MEMOX.CO.ID – Keberadaan program Makan Bergizi Gratis (MBG) memiliki dampak tersendiri di tengah masyarakat. Selain dapat meningkatkan status gizi dan kesehatan, ternyata juga dapat menambah lapangan pekerjaan bagi masyarakat.
Kepala Staf Kodim (Kasdim) 0818 Malang-Batu Mayor Czi Supaat mengatakan bahwa, dalam setiap Satuan Pelayanan Pemenuhan Gizi (SPPG), dibutuhkan sekitar 50 relawan. “Terdiri dari Kepala SPPG, akuntan, dan ahli gizi serta relawan penyalur MBG,” katanya belum lama ini.
Para relawan tersebut bertugas memproduksi makanan bergizi sesuai standar yang telah ditetapkan, sekaligus mendistribusikan makanan dari SPPG kepada para penerima manfaat, baik melalui sekolah maupun posyandu.
Jika dalam setiap dapur membutuhkan 50 relawan, kemudian hingga saat ini sudah terbangun 45 SPPG di wilayah Kabupaten Malang, maka program MBG di Kabupaten Malang ini, sudah berhasil menyerap sebanyak kurang lebih 2.250 relawan.
Apalagi lanjut Supaat, jumlah Satuan Pelayanan Pemenuhan Gizi atau SPPG di Kabupaten Malang, akan terus bertambah. Seiring dengan itu, jumlah relawan yang terlibat juga pasti terus bertambah.
“Sampai saat ini masih 45 yang sudah terbangun dan beroprasi di Kabupaten Malang. Kebutuhan SPPG di Kabupaten Malang sekitar 100 SPPG. Tapi dalam waktu dekat, ada 10 SPPG yang akan mulai beroperasi di wilayah Kabupaten Malang,” katanya.

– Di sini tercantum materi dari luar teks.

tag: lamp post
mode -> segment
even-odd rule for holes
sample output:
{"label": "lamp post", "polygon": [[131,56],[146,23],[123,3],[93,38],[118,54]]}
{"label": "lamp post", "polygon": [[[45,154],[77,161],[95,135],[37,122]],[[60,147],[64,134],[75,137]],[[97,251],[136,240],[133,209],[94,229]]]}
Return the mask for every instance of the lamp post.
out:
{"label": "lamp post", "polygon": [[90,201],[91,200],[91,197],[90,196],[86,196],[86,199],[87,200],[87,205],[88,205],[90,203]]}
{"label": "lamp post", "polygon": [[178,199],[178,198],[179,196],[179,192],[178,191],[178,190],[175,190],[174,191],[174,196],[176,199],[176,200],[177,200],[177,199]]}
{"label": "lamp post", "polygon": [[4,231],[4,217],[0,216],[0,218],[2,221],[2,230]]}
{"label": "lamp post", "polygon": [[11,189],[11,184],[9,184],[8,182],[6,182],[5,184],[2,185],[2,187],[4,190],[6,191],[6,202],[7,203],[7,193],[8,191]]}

Walaupun disebut relawan, mereka juga menerima insentif atau gaji yang disesuaikan dengan bidang tugas masing-masing. Relawan merupakan masyarakat sekitar yang direkrut oleh yayasan yang bertugas mengelola makanan bergizi gratis.
“Semuanya itu yang menentukan adalah dari mitra atau dari yayasan berkoordinasi dengan kepala SPPG,” jelasnya.

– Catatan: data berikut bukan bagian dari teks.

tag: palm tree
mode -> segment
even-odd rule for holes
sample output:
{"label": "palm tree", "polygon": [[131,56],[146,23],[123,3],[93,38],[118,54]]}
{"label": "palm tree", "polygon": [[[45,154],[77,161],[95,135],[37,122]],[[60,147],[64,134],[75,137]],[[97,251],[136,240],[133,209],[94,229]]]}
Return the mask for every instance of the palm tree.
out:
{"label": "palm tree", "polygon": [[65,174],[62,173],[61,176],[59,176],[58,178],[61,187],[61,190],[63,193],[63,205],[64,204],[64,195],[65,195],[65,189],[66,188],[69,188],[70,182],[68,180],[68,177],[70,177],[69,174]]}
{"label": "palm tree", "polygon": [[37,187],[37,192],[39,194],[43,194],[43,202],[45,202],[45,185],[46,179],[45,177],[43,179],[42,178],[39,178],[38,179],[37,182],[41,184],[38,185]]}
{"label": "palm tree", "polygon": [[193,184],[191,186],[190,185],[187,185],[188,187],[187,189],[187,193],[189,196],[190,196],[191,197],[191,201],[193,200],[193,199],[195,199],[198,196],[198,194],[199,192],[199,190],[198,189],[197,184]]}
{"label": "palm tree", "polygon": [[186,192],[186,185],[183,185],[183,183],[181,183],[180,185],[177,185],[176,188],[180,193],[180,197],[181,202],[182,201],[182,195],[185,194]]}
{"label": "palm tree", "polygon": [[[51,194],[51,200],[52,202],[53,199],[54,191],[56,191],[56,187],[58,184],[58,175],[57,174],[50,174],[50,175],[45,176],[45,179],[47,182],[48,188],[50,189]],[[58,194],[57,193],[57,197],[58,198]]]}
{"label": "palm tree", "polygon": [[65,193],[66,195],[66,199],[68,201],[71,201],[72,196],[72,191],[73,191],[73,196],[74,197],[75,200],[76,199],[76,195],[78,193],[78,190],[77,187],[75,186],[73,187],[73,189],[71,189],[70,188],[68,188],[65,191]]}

Supaat melanjutkan, keberadaan relawan merupakan bagian penting dalam memperlancar program MBG, mengingat jumlah penerima manfaat di Kabupaten Malang cukup besar yakni mencapai kurang lebih 326 ribu, maka dibutuhkanlah relawan.
“Yang menjadi relawan diutamakan warga tidak mampu. Sehingga dengan menjadi relawan itu, bisa menambah kesejahteraan mereka,” pungkasnya. (nif/ume).